A conservation easement that does not meet IRS requirements may still be a valid easement if it meets relevant requirements of state law. The grantor may be subject to a gift tax on the easement's value. Many donors and advisors are unaware of the gift tax consequences that ensue if the IRS requirements are not met. A conservation easement that is not deductible on the grounds that it does not meet the specific conservation purposes test in IRC section 170(h) is not subject to a gift tax.
It is essential that you consult with your tax advisor and attorney to ensure that your appraisal complies with the most recent IRS rules and regulations.
For more general information, you may consult the following references:
- IRS Form 8283, Donee Information Return
- IRS Publication 526, Charitable Contributions
- IRS Publication 561, Determining the Value of Donated Property
- Land Trust Alliance & the National Trust for Historic Preservation, Appraising Easements: Guidelines for the Valuation of Historic Preservation and Land Conservation Easements, 2nd Ed., Washington, D.C., 1990.
- Small, Stephen J., The Federal Tax Law of Conservation Easements, Land Trust Alliance, Washington, D.C., 1986, Supplement 1989.
What rights does the owner retain?
All rights of ownership, which have not been transferred to the Land Trust, are retained by the current owners. The conservation easement does not restrict the owners' right to sell the property or leave it to their heirs in a will or trust. However, the new owners are bound to recognize and honor the original restrictions placed on the use of the land.
The landowner decides whether or not to allow public access. If a landowner permits public access, it is usually only for a specific area of the property.
What does the land trust do?
As the easement holder, the Land Trust prepares a plan for the stewardship of the property, implements any restoration and enhancement aspects of the plan, supervises any public uses of the property, and monitors the property to ensure that it is adequately protected.
A stewardship fund is created in conjunction with the acceptance of each conservation easement. It is used for that property to cover future expenses of restoration, monitoring, enforcing compliance with easement restrictions, and underwriting legal defense of the easement protections.
When necessary the Land Trust takes appropriate action to enforce the terms and conditions of the easement by mediation, arbitration or legal action.
Are there tax benefits from granting a conservation easement?
Conservation easements qualify as charitable deductions from income taxes, if certain IRS rules and criteria are satisfied.

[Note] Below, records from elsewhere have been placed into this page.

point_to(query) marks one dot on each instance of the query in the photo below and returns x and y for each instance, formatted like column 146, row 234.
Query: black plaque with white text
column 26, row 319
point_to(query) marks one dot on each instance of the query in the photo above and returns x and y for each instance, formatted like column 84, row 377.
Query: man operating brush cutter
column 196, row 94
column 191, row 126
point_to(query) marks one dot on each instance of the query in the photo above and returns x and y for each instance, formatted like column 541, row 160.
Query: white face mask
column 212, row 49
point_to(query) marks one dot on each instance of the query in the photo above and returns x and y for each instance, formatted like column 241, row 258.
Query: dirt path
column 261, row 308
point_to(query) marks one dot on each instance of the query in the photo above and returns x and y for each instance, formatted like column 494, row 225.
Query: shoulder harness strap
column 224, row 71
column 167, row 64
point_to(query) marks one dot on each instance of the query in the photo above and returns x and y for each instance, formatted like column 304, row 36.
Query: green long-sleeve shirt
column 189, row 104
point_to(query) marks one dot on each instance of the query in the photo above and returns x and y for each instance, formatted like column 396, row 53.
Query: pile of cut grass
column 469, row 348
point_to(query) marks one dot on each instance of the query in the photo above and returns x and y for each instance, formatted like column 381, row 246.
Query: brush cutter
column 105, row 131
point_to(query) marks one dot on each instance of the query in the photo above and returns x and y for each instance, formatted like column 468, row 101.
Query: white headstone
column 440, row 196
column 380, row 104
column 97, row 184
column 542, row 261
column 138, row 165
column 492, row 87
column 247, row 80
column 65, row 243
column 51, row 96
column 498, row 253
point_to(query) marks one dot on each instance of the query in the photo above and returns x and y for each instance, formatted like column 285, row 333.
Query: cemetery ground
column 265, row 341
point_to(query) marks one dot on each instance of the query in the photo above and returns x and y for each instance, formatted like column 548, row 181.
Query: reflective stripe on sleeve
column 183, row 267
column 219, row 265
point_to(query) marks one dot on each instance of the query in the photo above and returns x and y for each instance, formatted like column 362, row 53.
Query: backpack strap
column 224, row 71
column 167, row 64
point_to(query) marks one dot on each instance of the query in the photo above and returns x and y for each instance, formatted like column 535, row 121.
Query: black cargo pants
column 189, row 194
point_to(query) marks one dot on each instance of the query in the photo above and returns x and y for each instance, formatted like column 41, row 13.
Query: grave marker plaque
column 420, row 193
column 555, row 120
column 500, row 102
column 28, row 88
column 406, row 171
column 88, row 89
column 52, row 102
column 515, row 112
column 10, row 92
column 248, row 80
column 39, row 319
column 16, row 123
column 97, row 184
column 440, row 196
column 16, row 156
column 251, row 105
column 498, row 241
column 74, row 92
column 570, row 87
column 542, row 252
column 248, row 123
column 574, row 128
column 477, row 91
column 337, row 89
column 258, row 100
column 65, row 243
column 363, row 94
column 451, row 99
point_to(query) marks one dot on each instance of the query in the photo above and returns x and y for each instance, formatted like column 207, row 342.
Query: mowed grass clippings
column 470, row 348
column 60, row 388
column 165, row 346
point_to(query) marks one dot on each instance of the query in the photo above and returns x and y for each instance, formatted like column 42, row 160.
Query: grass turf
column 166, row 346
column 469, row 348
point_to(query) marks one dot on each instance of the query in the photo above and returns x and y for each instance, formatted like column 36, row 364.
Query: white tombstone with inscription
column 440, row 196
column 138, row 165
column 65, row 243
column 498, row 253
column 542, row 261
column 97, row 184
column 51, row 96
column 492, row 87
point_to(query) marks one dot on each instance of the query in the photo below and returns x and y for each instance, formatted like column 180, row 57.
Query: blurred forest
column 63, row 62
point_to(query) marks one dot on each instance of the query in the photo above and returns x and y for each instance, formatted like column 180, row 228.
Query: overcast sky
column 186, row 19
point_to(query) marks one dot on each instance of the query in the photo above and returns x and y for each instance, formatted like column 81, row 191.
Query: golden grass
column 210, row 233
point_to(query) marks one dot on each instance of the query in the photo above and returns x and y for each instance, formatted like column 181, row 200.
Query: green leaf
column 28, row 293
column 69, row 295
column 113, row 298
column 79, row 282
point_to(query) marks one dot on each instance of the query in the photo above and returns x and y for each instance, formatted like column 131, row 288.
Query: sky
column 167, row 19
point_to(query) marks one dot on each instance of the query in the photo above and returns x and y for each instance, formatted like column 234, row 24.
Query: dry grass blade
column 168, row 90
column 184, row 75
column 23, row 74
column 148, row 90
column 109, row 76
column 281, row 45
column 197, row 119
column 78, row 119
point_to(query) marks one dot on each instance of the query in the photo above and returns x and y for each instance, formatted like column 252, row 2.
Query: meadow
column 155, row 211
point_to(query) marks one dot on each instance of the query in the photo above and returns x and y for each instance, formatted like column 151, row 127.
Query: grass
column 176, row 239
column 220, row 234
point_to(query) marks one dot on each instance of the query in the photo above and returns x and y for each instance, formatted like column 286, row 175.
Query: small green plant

To be deductible, an easement must serve conservation purposes by preserving natural habitat, historic sites, unique scenic landscapes, wildlife corridors or connections to other protected parcels, areas of concern for public education or recreation, or open spaces in the vicinity of intense land development. To qualify as a charitable gift, donation of use or development rights through a conservation easement must be granted in perpetuity to a qualified conservation organization.
The gift value, determined by a qualified appraiser hired by the landowner, is the difference between the fair market value of the property before and after the easement is donated.
If tax reduction is an important consideration, the land trust strongly recommends that the landowner consult with a tax advisor before proceeding with an easement.